I left Brighton Art College with a degree in Fine Art Printmaking, licence to be on the dole. The first job I managed to get was at a printers in Lewes who were attached to a veterinary supplies company ( I know I may have told you this before but here it comes again)
I learned how to be a typesetter, setting minute slivers of lead into a form which held them tightly into place so that thousands of addresses on little tablet envelopes could be printed from a massive wheezing, thumping letterpress. All the little lead letters and punctuation and spacers were kept in huge flat drawers in cabinets down the side of the room. I learned how to use a manual press for short runs, and how to melt grains of resin on to freshly-printed paper to make raised lettering for posh writing paper. I learned how to hold huge piles of A4 paper and knock them into shape so that they would fit into the press, and how to package blocks of printed paper neatly and quickly in brown wrapping paper, ready for delivery.

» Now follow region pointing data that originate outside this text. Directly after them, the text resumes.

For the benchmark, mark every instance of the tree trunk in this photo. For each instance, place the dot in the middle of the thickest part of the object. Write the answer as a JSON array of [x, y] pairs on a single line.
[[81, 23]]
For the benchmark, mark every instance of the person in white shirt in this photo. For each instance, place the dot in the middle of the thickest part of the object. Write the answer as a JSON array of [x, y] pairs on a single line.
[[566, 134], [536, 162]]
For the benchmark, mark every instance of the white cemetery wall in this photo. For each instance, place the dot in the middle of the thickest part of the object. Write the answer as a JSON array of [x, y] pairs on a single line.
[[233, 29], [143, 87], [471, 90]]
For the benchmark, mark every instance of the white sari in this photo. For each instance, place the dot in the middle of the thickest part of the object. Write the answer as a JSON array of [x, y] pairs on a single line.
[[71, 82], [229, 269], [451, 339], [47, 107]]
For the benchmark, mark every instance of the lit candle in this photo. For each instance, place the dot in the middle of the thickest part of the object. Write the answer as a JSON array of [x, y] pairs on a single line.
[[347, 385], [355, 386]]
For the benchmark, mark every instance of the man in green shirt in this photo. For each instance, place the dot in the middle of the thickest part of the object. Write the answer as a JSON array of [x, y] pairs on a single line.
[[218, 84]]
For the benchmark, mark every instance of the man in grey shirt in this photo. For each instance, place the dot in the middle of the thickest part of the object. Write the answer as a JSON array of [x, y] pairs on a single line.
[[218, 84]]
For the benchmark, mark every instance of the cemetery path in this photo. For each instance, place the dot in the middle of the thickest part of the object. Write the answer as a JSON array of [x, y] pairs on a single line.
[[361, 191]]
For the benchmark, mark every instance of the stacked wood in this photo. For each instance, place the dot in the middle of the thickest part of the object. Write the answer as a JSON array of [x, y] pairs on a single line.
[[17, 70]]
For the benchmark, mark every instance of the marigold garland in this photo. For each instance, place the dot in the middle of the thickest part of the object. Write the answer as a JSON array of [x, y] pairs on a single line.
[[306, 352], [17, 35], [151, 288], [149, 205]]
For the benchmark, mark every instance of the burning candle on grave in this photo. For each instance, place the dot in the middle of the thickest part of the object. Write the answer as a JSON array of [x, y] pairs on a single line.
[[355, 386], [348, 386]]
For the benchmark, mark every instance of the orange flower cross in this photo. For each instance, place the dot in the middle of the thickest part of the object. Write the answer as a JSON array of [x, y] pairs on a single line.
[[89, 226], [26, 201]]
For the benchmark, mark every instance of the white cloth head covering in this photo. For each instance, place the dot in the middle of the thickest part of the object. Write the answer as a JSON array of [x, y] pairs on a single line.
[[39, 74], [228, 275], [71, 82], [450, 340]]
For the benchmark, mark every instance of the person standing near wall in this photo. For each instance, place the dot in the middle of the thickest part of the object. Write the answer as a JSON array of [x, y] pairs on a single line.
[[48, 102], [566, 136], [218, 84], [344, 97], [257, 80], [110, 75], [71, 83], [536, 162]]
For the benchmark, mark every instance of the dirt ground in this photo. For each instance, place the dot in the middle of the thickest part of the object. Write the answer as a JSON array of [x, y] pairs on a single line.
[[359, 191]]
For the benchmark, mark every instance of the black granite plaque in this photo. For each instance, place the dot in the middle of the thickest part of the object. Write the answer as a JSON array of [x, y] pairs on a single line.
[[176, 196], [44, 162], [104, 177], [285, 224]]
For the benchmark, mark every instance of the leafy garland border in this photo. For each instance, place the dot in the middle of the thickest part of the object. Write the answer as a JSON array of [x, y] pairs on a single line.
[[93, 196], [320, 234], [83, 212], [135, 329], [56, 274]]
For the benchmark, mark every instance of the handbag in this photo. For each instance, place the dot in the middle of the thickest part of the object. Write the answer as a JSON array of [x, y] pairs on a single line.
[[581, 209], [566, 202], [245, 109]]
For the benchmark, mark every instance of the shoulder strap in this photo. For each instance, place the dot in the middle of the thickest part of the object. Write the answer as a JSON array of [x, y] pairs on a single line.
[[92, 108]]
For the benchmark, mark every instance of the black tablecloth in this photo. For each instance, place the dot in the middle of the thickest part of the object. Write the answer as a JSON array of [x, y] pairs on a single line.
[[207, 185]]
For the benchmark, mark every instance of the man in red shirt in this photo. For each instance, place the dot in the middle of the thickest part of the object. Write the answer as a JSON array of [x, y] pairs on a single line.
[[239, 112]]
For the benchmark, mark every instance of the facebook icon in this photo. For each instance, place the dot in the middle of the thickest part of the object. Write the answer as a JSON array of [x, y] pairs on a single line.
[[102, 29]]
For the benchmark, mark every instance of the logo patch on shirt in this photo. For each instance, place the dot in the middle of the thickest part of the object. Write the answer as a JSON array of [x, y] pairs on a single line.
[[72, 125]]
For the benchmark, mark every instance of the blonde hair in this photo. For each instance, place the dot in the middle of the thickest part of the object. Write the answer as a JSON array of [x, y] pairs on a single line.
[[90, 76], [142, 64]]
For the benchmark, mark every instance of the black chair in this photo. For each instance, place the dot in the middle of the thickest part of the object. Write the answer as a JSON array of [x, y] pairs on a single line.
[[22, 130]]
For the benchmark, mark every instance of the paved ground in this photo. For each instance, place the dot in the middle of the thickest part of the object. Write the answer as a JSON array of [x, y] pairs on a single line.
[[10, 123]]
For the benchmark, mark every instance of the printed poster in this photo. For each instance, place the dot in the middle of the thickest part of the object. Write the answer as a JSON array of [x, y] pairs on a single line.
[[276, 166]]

I had to work alone with a horrible man who chain smoked and wore loud checked polyester trousers. He used to tell me about his conquests and his activities in the back of a mini car, and how he used to print pornography in London until the printers there got busted. He was immensely proud of the fact that he belonged to the local National Front in Mayfield, and he had their logo in one of the drawers, but he never asked me to print it, thankfully. He constantly asked me to make him cups of tea and snuggled up to me with his faggy breath as I was working and I had to leap off the stool to get away from him. Ugh. Once, he asked me to draw a JCB for a friend of his who was selling them, and offered me 50 quid. It took me ages to draw and when I'd finished he took it off and refused to pay me. I told the punks in the Windor Tavern about him and they offered to beat him up him for me, but I said no thank you.
One day, a bottle of something called Euthanol turned up by the tea things. I convinced myself that it was for killing animals (as in euthanasia), and it was going to make its way into my coffee, and I took fright. I handed in my notice, requesting that the creep be told not to speak to me again until I left, and went off to be a glorious shop assistant instead.
True fact: remember that song 'Love Don't Live Here Any More'? That poom-poom-pa-pa-poom drum sound was the only thing you could hear on Radio One through the whack-whack of the press when it was on a run of printing, and reminds me eternally of the horror-job.